Using dramatic visual imagery such as 3D and 4D visualisations of future landscapes, community mapping, and iconic photographs, this book demonstrates new ways to make carbon and climate change visible where we care the most, in our own backyards and local communities. Extensive colour imagery explains how climate change works where we live, and reveals how we often conceal, misinterpret, or overlook the evidence of climate change impacts and our carbon usage that causes them.
This guide to using visual media in communicating climate change vividly brings to life both the science and the practical solutions for climate change, such as local renewable energy and flood protection. It introduces powerful new visual tools (from outdoor signs to video-games) for communities, action groups, planners, and other experts to use in engaging the public, building awareness and accelerating action on the world's greatest crisis.
Foreword. Part 1: Setting the Scene on Climate Change
1. An Invisible Truth? Perceptions and Misperceptions of Climate Change
2. Limited Vision: Understanding Perceptual Problems with Climate Change
3. A New Climate Change Lens: Principles for Shifting Perceptions of Climate Change
4. Learning to See: Reframing Community Perceptions of Carbon and Climate Change Part 2: Knowing, Seeing, and Acting on Community Carbon & Climate Change
5. Right Before Our Eyes: Seeing Carbon
6. Hot in My Backyard: Seeing the Impacts of Climate Change
7. Cutting the Carbon: Seeing Mitigation Solutions to Climate Change
8. Being Prepared: Seeing Adaptation Solutions to Climate Change
9. Seeing the Big Picture on Community Carbon and Climate Change Part 3: Switching Lenses: Changing Minds with Visual Learning Tools
10. Landscape Messaging: Making Climate Change More Visible In the Community
11. Visual Media: Knowing Climate Change When You See it in Pictures
12. The Modern Crystal Ball: Visualizing the Future with Climate Change
13. Local Climate Change Visioning: Enhanced Processes for Planning Community Futures Part 4: With New Eyes to See: What the Future Looks Like With Climate Change
14. Realizing Future Community Visions: Getting to Low-carbon, Attractive, Resilient Communities Appendix: Code of Ethics for Landscape Visualization.
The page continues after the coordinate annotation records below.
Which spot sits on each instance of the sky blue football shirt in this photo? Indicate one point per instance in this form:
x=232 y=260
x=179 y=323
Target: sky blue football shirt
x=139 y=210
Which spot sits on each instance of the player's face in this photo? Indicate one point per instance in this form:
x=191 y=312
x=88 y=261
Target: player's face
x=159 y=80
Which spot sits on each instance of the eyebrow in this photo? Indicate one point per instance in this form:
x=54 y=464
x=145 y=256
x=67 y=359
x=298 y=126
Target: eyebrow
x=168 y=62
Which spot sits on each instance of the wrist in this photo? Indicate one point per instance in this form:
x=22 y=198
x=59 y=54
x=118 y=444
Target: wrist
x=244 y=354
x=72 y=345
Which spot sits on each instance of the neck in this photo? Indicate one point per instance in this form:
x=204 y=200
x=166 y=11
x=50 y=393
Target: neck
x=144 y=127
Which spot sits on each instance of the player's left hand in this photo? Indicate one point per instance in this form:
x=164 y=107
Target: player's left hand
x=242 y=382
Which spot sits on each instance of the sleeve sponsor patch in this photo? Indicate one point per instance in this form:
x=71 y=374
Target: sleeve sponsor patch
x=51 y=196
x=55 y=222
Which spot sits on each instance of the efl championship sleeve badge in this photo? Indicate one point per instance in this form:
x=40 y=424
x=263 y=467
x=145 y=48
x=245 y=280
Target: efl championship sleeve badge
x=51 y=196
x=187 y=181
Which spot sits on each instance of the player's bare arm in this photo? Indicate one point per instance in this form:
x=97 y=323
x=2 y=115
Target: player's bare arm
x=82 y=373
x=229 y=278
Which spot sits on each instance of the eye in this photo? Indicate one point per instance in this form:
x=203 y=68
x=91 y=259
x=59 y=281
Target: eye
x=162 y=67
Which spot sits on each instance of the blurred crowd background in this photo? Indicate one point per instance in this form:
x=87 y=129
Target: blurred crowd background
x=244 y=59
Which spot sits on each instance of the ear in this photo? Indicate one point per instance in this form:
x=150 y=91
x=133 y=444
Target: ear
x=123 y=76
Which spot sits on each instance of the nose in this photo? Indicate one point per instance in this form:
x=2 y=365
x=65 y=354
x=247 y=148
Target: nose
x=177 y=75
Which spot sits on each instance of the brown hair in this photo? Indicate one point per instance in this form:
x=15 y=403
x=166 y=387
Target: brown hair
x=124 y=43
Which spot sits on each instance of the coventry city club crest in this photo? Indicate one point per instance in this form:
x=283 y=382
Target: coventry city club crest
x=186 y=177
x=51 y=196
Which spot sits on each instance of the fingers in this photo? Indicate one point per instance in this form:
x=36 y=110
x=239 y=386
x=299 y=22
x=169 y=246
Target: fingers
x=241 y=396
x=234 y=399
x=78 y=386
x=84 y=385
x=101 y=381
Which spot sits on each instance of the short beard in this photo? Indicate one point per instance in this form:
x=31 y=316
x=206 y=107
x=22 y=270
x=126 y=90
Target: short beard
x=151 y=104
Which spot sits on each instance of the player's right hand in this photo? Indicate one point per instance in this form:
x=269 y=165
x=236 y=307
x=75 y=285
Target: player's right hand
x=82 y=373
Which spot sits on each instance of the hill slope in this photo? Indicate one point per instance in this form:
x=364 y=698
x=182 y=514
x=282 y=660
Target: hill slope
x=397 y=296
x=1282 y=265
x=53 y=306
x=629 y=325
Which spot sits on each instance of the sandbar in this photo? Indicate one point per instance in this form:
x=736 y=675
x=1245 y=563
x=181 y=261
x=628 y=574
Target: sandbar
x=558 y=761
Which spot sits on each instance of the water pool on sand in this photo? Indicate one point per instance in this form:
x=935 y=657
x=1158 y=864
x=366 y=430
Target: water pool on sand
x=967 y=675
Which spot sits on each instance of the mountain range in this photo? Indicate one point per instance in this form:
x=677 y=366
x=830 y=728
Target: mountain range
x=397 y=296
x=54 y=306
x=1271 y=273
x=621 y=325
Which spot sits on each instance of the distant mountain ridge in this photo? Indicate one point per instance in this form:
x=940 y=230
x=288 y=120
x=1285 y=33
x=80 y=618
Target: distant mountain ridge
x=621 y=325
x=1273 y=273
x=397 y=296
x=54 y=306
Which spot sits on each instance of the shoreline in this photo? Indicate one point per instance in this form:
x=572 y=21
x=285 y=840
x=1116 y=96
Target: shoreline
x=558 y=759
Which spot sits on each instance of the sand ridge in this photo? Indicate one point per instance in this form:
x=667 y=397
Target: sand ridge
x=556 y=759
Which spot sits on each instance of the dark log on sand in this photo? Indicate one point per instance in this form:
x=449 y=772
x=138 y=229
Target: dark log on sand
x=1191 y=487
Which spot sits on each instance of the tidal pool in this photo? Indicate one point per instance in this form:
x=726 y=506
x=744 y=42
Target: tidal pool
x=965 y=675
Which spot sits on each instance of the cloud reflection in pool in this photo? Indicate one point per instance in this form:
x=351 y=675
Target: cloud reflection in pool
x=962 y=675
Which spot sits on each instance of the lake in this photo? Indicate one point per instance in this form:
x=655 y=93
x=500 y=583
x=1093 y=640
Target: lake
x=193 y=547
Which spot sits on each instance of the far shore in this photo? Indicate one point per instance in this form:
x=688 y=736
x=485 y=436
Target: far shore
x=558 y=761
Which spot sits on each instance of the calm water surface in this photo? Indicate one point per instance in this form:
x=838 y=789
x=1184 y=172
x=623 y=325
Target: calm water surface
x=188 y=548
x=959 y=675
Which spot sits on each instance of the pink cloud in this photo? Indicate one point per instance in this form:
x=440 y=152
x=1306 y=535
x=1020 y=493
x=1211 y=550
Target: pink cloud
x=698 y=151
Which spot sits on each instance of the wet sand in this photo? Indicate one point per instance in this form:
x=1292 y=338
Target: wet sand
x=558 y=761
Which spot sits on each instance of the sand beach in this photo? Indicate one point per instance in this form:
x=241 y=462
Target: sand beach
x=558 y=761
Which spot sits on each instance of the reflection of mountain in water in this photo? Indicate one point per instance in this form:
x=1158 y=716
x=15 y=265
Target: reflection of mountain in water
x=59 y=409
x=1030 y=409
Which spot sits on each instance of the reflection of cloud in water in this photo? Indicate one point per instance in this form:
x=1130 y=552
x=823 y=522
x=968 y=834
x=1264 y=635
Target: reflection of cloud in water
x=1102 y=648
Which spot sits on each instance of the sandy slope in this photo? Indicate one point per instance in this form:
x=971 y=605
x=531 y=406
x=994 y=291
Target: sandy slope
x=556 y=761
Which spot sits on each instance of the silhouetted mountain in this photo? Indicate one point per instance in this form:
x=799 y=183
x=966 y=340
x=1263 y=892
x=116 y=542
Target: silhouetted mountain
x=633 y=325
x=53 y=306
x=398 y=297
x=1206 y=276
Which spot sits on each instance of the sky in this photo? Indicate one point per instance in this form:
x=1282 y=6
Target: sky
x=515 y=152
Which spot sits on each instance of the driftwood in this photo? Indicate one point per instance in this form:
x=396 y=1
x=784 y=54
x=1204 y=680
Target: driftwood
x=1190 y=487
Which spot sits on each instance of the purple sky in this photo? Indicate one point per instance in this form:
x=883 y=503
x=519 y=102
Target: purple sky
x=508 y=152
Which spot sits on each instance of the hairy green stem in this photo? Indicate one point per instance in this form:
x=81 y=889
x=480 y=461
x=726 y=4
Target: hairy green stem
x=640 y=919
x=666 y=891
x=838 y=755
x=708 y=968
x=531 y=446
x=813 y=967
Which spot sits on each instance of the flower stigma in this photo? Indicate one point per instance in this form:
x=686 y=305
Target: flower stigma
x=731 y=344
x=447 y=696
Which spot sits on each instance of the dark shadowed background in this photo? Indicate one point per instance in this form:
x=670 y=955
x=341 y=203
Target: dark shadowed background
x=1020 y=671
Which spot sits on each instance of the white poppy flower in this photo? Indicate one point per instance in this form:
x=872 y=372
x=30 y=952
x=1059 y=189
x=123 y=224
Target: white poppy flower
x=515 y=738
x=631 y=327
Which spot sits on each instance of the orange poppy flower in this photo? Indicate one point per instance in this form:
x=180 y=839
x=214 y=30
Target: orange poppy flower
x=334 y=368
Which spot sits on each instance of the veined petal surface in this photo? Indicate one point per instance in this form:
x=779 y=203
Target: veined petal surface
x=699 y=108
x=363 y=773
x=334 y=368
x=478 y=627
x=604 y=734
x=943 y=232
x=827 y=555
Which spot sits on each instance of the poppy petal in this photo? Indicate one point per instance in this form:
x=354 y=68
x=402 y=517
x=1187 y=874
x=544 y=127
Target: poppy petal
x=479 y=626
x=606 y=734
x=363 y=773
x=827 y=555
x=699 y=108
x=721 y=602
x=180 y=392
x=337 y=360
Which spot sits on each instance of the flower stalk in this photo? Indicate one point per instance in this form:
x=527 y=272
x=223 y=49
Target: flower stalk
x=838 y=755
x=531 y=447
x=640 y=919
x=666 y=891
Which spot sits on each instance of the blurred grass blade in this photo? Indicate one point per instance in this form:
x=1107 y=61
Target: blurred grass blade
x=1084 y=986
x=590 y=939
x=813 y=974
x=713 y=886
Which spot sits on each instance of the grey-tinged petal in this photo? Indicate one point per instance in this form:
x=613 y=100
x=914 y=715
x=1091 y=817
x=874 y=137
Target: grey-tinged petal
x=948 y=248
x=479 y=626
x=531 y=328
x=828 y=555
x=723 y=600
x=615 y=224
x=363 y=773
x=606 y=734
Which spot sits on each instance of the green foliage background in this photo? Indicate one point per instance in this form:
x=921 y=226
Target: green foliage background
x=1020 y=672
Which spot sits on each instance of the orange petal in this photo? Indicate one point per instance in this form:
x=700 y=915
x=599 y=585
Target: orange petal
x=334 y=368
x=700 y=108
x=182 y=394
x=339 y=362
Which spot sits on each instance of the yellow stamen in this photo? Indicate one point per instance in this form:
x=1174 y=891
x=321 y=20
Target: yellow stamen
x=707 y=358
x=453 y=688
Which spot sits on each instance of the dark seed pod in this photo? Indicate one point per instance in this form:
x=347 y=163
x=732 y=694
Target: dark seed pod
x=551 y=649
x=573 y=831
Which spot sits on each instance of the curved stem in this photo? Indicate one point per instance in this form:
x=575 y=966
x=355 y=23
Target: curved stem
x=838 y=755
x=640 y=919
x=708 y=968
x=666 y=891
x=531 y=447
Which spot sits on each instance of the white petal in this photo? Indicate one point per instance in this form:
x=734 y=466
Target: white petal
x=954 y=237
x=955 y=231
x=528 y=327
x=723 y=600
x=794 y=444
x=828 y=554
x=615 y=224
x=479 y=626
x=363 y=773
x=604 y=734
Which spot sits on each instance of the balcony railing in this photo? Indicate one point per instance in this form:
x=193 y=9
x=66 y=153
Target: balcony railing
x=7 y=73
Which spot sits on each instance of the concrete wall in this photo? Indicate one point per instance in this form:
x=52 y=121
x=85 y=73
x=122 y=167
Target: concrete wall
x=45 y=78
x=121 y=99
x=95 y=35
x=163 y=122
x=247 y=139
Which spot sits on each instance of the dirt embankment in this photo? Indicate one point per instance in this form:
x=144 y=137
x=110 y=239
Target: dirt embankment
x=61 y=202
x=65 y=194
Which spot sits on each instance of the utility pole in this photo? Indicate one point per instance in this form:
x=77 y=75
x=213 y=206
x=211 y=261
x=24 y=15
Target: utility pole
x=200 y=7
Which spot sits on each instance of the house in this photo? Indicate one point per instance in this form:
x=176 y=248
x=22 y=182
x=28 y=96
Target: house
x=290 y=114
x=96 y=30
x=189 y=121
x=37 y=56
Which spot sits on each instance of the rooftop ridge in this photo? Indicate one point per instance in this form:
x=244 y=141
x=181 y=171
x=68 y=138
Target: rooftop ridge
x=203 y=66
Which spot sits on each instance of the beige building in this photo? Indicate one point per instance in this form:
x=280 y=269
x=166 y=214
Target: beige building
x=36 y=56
List of Figures and Figure Credits.
Stephen R.J. Sheppard is Professor in Landscape Architecture and Forest Resources Management at the University of British Columbia, Vancouver, and Director of the Collaborative for Advanced Landscape Planning (CALP). He is an internationally recognised expert in visualisation, and has over 30 years’ experience in research and practice in landscape planning, public involvement, environmental perception, and, since 2003, in planning for climate change. He is a Fellow at the Institute for Sustainability Solutions Research, University of Plymouth, UK, and Adjunct Professor at the Nanjing Forestry University, China.